Il Novecento riparte «in totale sicurezza» e con l’entusiasmo di chi ama il cinema

Cavriago, martedì 23 giugno le prime due proiezioni dopo un’attesa di tre mesi. Il gestore della Multisala: «L’affluenza è stata consistente»

CAVRIAGO. Si è (ri)alzato il sipario. Si sono (ri)accese le luci. Il proiettore ha (ri)preso il suo lavoro. Multisala Novecento, dopo mesi di chiusura per il lockdown, martedì sera, ha accolto nuovamente i suoi spettatori proponendo due film, “I miserabili” e “Piccole Donne”, che hanno fatto registrare una buona affluenza di pubblico. Vincenzo Delmonte, amministratore delegato della Cooperativa Novecento, che gestisce la Multisala di Cavriago, ci racconta com’è andata la prima serata. «Direi molto bene. L’affluenza è stata consistente – afferma emozionato – Ma a farci piacere, soprattutto, sono stati i tanti ringraziamenti arrivati dagli spettatori per aver deciso di riaprire appena è stato possibile. Ci hanno detto che, finalmente, sono felici di poter tornare a rivedere un film comodamente nel buio della sala e con tutti i comfort che offre il cinema».

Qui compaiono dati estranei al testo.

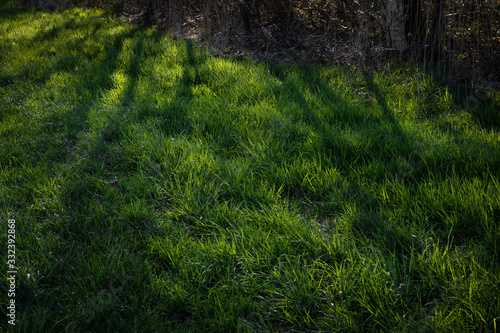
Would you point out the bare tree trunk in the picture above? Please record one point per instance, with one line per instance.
(393, 18)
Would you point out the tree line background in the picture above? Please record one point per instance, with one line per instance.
(461, 37)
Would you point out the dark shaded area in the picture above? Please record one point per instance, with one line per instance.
(459, 37)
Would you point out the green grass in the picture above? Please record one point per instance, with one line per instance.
(158, 188)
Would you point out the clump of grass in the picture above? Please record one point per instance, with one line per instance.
(158, 188)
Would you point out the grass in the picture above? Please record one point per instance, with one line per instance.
(158, 188)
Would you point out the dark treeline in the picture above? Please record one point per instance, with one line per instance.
(459, 36)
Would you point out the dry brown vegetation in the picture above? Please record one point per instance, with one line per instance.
(461, 37)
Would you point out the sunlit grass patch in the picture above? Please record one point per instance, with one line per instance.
(153, 181)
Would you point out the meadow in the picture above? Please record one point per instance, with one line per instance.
(158, 188)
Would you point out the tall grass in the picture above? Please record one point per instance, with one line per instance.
(158, 188)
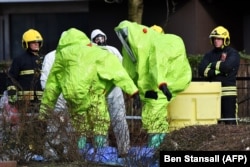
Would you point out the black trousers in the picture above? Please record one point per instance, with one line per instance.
(229, 109)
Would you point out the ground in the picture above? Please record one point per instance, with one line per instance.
(217, 137)
(209, 138)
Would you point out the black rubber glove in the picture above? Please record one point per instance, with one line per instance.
(151, 94)
(166, 92)
(136, 101)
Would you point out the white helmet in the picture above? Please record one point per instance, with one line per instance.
(97, 32)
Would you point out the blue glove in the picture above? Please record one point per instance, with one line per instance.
(151, 94)
(136, 101)
(12, 96)
(166, 91)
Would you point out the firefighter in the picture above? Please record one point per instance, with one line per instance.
(24, 73)
(158, 64)
(25, 92)
(84, 73)
(221, 64)
(115, 99)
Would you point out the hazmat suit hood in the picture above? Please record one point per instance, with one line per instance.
(152, 58)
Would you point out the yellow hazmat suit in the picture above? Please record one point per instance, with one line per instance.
(84, 74)
(152, 60)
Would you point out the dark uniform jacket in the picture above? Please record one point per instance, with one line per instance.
(226, 61)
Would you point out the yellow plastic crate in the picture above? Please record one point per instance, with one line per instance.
(199, 104)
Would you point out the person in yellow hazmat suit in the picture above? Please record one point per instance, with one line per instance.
(84, 74)
(158, 64)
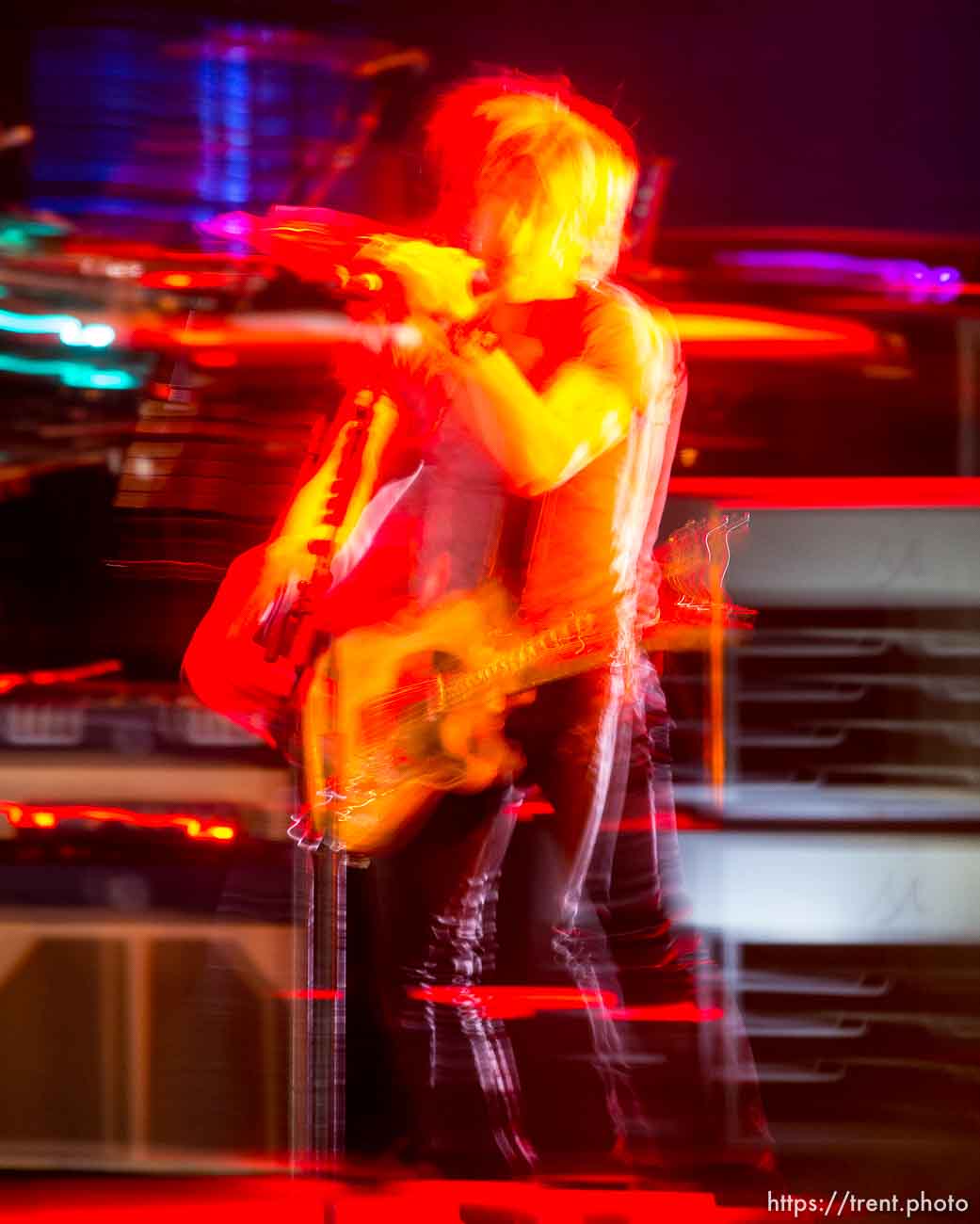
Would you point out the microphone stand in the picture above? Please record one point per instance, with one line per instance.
(318, 1047)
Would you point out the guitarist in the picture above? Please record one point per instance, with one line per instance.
(536, 408)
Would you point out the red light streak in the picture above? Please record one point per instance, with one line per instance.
(309, 994)
(669, 1014)
(217, 359)
(188, 280)
(517, 1003)
(60, 676)
(29, 816)
(721, 330)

La Multisala è stata tra le prime a riaprire a tempo pieno a Reggio e provincia, oltre a Fabbrico...


«Appena abbiamo potuto, abbiamo riaperto. Eravamo pronti, avevamo i film, ci eravamo attrezzati da tempo per rispettare tutte le disposizioni per una ripartenza in sicurezza… Ci siamo detti: “Perché aspettare ancora?”».

Come avete organizzato la ripartenza in sicurezza?

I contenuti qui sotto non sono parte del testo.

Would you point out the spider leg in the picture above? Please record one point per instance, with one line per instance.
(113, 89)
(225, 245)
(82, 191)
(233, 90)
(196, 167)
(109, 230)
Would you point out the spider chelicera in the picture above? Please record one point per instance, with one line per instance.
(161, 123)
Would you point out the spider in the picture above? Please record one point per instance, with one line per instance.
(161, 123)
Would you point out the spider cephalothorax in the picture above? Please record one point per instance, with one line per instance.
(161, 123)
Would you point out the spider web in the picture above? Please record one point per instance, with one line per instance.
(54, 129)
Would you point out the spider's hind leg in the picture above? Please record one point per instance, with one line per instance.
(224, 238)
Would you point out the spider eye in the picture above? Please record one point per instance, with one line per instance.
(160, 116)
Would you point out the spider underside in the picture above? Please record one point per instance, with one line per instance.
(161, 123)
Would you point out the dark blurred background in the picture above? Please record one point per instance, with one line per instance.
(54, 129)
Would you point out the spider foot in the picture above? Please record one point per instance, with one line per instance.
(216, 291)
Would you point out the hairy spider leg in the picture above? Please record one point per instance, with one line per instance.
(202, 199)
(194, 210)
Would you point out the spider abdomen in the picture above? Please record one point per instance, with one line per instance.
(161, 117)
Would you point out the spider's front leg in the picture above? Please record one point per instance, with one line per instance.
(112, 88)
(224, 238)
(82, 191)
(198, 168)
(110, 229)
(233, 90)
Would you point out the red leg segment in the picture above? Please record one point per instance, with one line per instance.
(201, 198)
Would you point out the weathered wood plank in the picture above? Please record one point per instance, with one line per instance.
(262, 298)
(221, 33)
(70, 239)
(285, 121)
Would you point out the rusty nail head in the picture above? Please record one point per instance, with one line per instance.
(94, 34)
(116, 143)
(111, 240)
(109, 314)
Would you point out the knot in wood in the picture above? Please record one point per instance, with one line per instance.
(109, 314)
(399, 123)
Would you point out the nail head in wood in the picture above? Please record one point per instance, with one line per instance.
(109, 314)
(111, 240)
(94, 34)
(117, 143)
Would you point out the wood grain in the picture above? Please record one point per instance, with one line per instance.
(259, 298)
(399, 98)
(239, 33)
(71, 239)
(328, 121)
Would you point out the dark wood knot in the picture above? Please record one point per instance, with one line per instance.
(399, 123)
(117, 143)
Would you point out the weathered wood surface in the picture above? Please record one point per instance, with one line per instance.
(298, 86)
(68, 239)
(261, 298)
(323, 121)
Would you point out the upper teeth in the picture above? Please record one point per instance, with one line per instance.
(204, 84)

«La sicurezza viene garantita al massimo, ci teniamo a sottolinearlo. Proviamo la temperatura a chi entra, anche se non sarebbe obbligatorio. Chiediamo a chi arriva di usare la mascherina e le mascherine sono indossate da tutto il personale. Quando invece gli spettatori si mettono a sedere nelle due sale, se vogliono, possono togliersele visto che è garantita la distanza di sicurezza. Inoltre, tutti i giorni facciamo la sanificazione degli ambienti e delle poltrone; sono a disposizione i gel igienizzanti e richiediamo a tutti di mantenere il distanziamento interpersonale di un metro».

Come gestite le prenotazioni?

«La piattaforma che in genere usiamo per le prenotazioni online, WebTic, è in fase di aggiornamento. È una piattaforma nazionale e deve tenere conto delle diverse esigenze che esistono a oggi nelle varie regioni. Dal primo luglio dovrebbe però ripartire. Per questa ragione, per ora, bisogna telefonare allo 0522-372015 per scegliere il posto».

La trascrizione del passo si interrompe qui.